- IATA: none; ICAO: none; FAA LID: E91;

Summary
- Airport type: Public
- Owner: Navajo Nation
- Serves: Chinle, Arizona
- Elevation AMSL: 5,550 ft (1,690 m)
- Coordinates: 36°06′34″N 109°34′32″W﻿ / ﻿36.10944°N 109.57556°W

Map
- E91 Location within ArizonaE91 Location within the United States

Runways
| Direction | Length |  | Surface |
| ft | m |
| 18/36 | 6,900 | 2,103 | Asphalt |

Statistics (2010)
- Aircraft operations: 7,800
- Source: Federal Aviation Administration

= Chinle Municipal Airport =

Airport in Apache County, Arizona

Chinle Municipal Airport , also referred to as Chinle Airport, is a public-use airport located 4 mi southwest of the central business district of Chinle, in Apache County, Arizona, United States. It is owned by the Navajo Nation.

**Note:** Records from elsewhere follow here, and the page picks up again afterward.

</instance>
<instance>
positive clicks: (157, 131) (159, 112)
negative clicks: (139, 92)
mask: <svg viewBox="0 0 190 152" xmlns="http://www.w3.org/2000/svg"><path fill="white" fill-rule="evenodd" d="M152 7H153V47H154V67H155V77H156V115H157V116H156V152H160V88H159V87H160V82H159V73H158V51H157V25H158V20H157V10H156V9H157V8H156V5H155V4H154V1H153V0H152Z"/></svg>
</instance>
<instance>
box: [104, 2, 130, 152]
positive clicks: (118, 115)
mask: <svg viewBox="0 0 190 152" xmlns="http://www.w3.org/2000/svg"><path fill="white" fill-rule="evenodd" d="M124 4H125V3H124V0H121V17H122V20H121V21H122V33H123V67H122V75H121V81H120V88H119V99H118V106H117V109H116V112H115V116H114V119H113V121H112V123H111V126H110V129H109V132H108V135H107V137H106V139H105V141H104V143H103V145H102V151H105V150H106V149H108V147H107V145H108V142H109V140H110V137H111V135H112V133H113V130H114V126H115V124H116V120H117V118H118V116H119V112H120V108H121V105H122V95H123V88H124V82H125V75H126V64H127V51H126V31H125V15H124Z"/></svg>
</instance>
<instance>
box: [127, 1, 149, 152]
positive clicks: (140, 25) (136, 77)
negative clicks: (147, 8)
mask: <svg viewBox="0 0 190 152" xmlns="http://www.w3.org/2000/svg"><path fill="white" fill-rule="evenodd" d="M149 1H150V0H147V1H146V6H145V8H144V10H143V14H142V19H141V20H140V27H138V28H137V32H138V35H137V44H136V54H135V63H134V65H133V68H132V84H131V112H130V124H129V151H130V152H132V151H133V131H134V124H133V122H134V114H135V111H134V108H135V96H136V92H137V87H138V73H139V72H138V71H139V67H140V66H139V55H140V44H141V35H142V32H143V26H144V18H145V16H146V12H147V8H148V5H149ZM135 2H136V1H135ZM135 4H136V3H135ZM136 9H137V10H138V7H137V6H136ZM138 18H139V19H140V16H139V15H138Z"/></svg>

As per Federal Aviation Administration records, the airport had 131 passenger boardings (enplanements) in calendar year 2005 and 2,059 enplanements (all unscheduled) in 2006. According to the FAA's National Plan of Integrated Airport Systems for 2007–2011, Chinle is a general aviation airport (the commercial service category requires at least 2,500 passenger boardings per year).

This is one of six airports owned by the Navajo Nation; the other five being Kayenta Airport (0V7), Tuba City Airport (T03) and Window Rock Airport (RQE) in Arizona, plus Crownpoint Airport (0E8) and Shiprock Airport (5V5) in New Mexico.

== Facilities and aircraft ==
Chinle Municipal Airport covers an area of 357 acres (144 ha) at an elevation of 5,550 feet (1,692 m) above mean sea level. It has one runway designated 18/36 with an asphalt surface measuring 6,900 by 60 feet (2,103 x 18 m). For the 12-month period ending April 17, 2010, the airport had 7,800 aircraft operations, an average of 21 per day: 74% air taxi and 26% general aviation.

== Accidents & incidents ==

- On Aug 5, 2025, a Beechcraft King Air 300 operating for CSI Aviation crashed while attempting to land at the Chinle Municipal Airport, killing all four people on board. The accident is under investigation.